Bénin : pour la première fois, Patrice Talon apparaît affaibli par son duel avec Boni Yayi
En plus de neuf ans de pouvoir, Patrice Talon n’avait jamais affiché autant de fébrilité face à un adversaire politique. Lors de sa dernière intervention télévisée mardi soir, le chef de l’État est apparu touché, presque blessé, par son long bras de fer avec l’ancien président Boni Yayi. À travers un discours marqué par l’émotion et la justification, Talon rompt avec son image de dirigeant impassible et laisse entrevoir, pour la première fois, une forme d’usure. Une confession politique qui dit beaucoup du climat tendu qui entoure la présidentielle de 2026.
Boni Yayi et Patrice Talon
La sortie médiatique de Patrice Talon le 4 novembre 2025 a surpris plus d’un observateur. Au lendemain de l’annonce de l’exclusion des Démocrates – le principal parti d’opposition dirigé par l’ancien président Boni Yayi – de l’élection présidentielle d’avril 2026, Talon est apparu très loquace, presque émotif. Il a reconnu que cette « querelle personnelle, prolongée depuis plusieurs années, a fini par peser sur la stabilité du pays ». D’ordinaire froid et réservé, le chef de l’État s’est montré « touché » par cette rivalité. Il a fustigé Yayi en public et lamenté que « notre relation nuit au Bénin ».
Cette vive joute verbale s’inscrit dans un climat tendu car depuis octobre 2025, Yayi accuse Talon de mener une « politique d’exclusion systématique de l’opposition » et de vouloir « en finir avec l’opposition » (Talon « ne veut plus d’opposition »). Ces accusations ont pris de l’ampleur après que la Commission électorale (CENA) a rejeté la candidature du duo du parti Les Démocrates (à un parrain près) pour le scrutin de 2026. Dans une vidéo diffusée fin octobre, Yayi a dénoncé un « plan de déstabilisation » visant son parti et la dissolution de la démocratie béninoise. Face à ces attaques, Talon a choisi de prendre la parole à son tour.

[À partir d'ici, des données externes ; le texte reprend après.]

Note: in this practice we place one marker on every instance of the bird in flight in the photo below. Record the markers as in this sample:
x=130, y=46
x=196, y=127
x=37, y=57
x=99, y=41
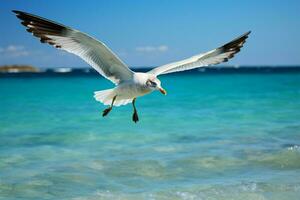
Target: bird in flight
x=129, y=84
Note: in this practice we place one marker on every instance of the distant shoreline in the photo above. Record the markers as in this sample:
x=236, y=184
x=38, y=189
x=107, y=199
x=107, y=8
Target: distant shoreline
x=23, y=71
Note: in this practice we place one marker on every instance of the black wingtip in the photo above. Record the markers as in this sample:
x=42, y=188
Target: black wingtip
x=16, y=11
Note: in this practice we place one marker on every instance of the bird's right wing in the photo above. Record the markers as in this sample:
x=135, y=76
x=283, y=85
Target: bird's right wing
x=94, y=52
x=216, y=56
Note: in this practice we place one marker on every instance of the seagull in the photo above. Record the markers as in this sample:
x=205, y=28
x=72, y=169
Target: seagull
x=129, y=84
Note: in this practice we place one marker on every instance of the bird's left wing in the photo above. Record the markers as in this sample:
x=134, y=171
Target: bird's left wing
x=94, y=52
x=216, y=56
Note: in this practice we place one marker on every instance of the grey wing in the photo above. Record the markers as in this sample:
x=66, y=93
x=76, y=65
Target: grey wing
x=94, y=52
x=216, y=56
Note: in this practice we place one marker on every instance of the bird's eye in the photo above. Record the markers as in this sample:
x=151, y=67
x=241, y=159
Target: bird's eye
x=151, y=83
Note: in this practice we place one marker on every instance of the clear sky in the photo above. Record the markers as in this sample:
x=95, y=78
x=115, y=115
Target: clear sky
x=151, y=33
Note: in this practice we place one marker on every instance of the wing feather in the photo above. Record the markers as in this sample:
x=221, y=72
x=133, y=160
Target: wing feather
x=213, y=57
x=94, y=52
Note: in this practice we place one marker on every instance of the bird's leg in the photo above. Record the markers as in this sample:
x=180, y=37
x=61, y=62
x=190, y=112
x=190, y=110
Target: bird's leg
x=135, y=116
x=107, y=110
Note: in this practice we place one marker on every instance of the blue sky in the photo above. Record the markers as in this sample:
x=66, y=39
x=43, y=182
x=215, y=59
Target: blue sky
x=151, y=33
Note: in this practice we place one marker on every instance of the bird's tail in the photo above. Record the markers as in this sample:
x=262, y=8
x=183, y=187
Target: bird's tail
x=106, y=97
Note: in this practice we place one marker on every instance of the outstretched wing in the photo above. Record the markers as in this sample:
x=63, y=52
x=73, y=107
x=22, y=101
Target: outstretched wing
x=94, y=52
x=216, y=56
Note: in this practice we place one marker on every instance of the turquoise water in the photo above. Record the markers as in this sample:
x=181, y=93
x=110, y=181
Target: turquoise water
x=230, y=136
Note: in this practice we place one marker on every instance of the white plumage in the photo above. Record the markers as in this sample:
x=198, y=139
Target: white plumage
x=129, y=84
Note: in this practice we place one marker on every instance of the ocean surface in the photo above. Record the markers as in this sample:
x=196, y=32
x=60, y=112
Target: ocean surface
x=214, y=136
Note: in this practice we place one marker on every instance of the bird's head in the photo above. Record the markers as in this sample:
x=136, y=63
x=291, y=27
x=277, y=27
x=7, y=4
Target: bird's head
x=154, y=84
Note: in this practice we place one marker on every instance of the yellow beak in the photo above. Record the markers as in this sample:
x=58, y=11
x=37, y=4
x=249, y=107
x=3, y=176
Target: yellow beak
x=163, y=91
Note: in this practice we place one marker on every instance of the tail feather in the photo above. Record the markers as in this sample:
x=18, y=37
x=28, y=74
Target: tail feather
x=106, y=97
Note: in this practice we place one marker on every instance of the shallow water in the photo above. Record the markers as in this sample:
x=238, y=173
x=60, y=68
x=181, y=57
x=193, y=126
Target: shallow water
x=225, y=136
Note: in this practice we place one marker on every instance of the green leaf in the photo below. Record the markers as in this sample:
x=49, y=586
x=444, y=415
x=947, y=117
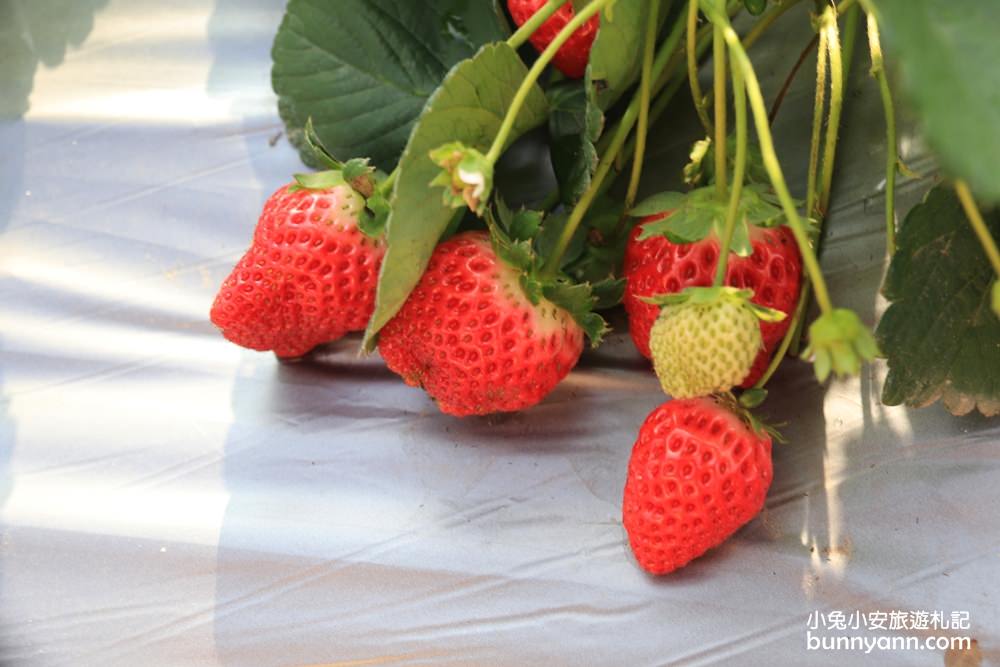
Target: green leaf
x=940, y=335
x=616, y=55
x=550, y=232
x=946, y=52
x=608, y=293
x=468, y=107
x=578, y=300
x=363, y=69
x=661, y=202
x=319, y=180
x=753, y=397
x=574, y=126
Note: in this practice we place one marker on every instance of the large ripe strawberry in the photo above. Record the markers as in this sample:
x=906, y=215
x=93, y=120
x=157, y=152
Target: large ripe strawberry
x=571, y=58
x=657, y=265
x=309, y=276
x=697, y=473
x=471, y=337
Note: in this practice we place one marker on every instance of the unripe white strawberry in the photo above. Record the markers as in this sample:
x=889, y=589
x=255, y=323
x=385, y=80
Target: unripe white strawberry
x=705, y=341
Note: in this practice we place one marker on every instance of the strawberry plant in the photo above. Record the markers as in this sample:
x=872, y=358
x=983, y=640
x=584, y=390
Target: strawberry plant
x=481, y=287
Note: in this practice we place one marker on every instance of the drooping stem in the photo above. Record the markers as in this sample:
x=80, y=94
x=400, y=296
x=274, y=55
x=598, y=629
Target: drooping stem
x=692, y=60
x=536, y=70
x=719, y=83
x=978, y=225
x=773, y=167
x=849, y=36
x=611, y=153
x=790, y=335
x=892, y=152
x=829, y=25
x=739, y=171
x=766, y=20
x=532, y=24
x=780, y=97
x=817, y=127
x=645, y=84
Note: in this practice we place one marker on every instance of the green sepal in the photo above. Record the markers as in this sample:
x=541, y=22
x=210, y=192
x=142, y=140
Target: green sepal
x=743, y=410
x=753, y=397
x=318, y=180
x=317, y=148
x=466, y=176
x=839, y=342
x=703, y=296
x=578, y=299
x=360, y=175
x=700, y=296
x=662, y=202
x=377, y=209
x=699, y=213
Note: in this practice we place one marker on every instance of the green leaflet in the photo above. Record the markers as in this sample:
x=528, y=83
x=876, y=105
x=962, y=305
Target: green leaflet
x=940, y=335
x=468, y=107
x=574, y=126
x=946, y=52
x=616, y=56
x=363, y=69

Un entretien télévisé au ton inhabituel
L’interview de Talon sur la télévision nationale a pris la forme d’un long réquisitoire contre son prédécesseur. Le président Talon, sans la moindre retenue, a détaillé devant les caméras les griefs qu’il porte contre Yayi – des propos d’habitude réservés à son cercle privé. Il s’est d’abord montré las de cette « guéguerre » qui « empoisonne le climat social et politique » du pays. Appelant son « ami, mon grand frère » Boni Yayi, il a affirmé que leur conflit « est en train de pourrir l’environnement politique au Bénin, même l’environnement social, en train de pourrir la paix et la concorde » Dans un registre plus solennel, il a confié espérer qu’après leur départ de la vie politique, les deux hommes puissent se retrouver « dans un conseil de sages » afin de réconcilier les Béninois. Ces formules surprennent par leur tonalité personnelle et presque résignée, contrastant avec la réputation de leader intransigeant de Talon.